Numa declaração enviada hoje à Lusa, a transportadora refere igualmente que está a "tomar medidas no sentido de reduzir a sua presença em Angola" e que a partir de hoje reduz de cinco para três o número de frequências semanais para Luanda.

"Esta questão tem-se mantido sem solução, apesar de inúmeros pedidos feitos às autoridades competentes e garantias de que medidas seriam tomadas", refere a companhia árabe. "Com efeito imediato, a Emirates põe fim à sua cooperação com a TAAG ao abrigo de um contrato de concessão de gestão em curso desde Setembro de 2014", acrescenta a empresa, com sede nos Emirados Árabes Unidos. "Esperamos que a questão do repatriamento de fundos seja resolvida o mais cedo possível, de modo que as operações comerciais possam ser retomadas de acordo com a demanda", refere ainda a companhia.

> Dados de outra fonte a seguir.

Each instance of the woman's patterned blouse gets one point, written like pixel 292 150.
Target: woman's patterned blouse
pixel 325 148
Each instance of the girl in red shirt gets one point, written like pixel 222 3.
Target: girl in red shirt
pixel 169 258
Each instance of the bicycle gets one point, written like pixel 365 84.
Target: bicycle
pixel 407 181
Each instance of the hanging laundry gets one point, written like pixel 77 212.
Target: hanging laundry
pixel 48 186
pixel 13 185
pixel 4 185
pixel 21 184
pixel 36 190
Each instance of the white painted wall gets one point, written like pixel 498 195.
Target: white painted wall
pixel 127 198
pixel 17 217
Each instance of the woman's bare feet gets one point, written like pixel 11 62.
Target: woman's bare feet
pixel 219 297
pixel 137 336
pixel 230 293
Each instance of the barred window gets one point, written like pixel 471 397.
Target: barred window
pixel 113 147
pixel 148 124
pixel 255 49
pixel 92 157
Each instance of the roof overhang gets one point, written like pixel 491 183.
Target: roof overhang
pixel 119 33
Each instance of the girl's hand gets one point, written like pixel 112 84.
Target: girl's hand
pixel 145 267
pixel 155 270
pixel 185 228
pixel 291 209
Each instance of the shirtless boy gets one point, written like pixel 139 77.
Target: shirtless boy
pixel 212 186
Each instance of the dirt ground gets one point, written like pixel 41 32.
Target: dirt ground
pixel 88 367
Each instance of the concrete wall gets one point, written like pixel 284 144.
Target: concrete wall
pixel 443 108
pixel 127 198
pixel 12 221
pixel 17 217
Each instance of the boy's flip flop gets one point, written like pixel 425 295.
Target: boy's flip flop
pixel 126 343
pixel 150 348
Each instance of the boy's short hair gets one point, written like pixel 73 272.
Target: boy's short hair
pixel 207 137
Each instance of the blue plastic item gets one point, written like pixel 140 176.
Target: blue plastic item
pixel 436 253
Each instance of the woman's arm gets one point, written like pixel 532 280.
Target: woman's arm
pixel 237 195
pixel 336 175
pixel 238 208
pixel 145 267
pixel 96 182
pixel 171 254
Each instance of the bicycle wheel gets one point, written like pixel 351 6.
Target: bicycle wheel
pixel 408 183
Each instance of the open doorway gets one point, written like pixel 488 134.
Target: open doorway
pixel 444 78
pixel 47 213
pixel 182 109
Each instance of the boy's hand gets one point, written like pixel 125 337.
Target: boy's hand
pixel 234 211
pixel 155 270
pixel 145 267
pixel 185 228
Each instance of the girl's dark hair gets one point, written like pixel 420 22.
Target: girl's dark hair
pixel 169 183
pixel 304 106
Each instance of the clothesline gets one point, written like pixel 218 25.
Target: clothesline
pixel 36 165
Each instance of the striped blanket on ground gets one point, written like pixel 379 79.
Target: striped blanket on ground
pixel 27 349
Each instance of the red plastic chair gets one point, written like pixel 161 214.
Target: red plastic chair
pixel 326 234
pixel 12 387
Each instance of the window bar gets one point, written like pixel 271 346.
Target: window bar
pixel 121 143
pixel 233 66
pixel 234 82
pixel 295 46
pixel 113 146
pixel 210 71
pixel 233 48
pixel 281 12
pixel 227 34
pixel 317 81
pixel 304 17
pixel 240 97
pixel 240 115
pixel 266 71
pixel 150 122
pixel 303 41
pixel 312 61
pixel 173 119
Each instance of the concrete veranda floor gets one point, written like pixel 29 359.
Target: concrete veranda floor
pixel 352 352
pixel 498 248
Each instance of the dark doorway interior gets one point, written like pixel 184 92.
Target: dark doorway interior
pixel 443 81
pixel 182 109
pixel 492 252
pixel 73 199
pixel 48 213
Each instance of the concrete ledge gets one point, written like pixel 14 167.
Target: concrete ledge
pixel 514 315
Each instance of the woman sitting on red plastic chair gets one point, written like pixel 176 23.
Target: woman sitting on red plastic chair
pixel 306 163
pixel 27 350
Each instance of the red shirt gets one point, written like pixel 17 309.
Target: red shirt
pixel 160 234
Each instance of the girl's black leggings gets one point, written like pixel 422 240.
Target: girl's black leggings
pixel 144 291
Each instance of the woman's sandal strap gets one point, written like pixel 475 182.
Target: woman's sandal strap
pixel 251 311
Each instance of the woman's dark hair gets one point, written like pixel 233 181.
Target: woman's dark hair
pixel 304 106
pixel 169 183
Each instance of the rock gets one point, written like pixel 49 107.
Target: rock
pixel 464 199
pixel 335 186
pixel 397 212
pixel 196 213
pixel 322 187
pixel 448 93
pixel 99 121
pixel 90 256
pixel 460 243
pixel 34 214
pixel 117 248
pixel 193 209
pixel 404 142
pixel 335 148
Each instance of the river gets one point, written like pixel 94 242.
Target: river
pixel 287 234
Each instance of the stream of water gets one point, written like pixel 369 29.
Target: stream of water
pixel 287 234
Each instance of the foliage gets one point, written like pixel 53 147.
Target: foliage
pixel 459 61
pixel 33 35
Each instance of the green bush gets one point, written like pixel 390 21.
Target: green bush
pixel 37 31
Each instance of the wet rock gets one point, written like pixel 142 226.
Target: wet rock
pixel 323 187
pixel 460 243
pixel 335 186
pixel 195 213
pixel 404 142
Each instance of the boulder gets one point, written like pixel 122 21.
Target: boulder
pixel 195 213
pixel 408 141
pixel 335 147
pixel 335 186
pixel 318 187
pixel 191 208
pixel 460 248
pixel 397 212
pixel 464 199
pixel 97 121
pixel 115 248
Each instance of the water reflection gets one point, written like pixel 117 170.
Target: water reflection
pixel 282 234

O contrato de gestão assinado entre o Governo e a Emirates prevê a introdução de uma "gestão profissional de nível internacional" na TAAG, a melhoria "substancial da qualidade do serviço prestado" e o saneamento financeiro da companhia, que, em 2014, registou prejuízos de 99 milhões de dólares.

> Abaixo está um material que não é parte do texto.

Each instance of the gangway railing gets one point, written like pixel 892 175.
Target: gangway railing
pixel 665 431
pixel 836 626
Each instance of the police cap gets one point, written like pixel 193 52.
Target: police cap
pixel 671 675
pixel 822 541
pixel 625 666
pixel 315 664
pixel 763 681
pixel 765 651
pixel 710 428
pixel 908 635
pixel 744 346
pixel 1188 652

Em contrapartida, no âmbito do Contrato de Gestão da transportadora pública celebrado com a Emirates Airlines para o período entre 2015 e 2019, prevê-se dentro de quatro anos resultados operacionais positivos de 100 milhões de dólares.

O presidente do conselho de administração da TAAG, Peter Hill, indicado para o cargo pela Emirates ao abrigo do acordo com o Governo, anunciou ter cortado 62 milhões de euros em custos no primeiro ano daquela gestão. "Nós dissemos, no nosso plano de negócios, que em três anos íamos reduzir custos em 100 milhões de dólares e logo no primeiro ano já poupamos 70 milhões. Por isso estamos muito contentes e posso dizer que as finanças da companhia estão a melhorar dramaticamente", explicou. "Herdamos uma companhia não lucrativa, com muitos trabalhadores, e nos últimos 12 meses estamos a reduzir os custos", enfatizou o administrador, que assumiu funções em outubro de 2015. Segundo Peter Hill, a TAAG contava então com cerca de 4.000 trabalhadores, para operar 31 destinos domésticos e internacionais, após uma forte redução, apenas com programas de reforma.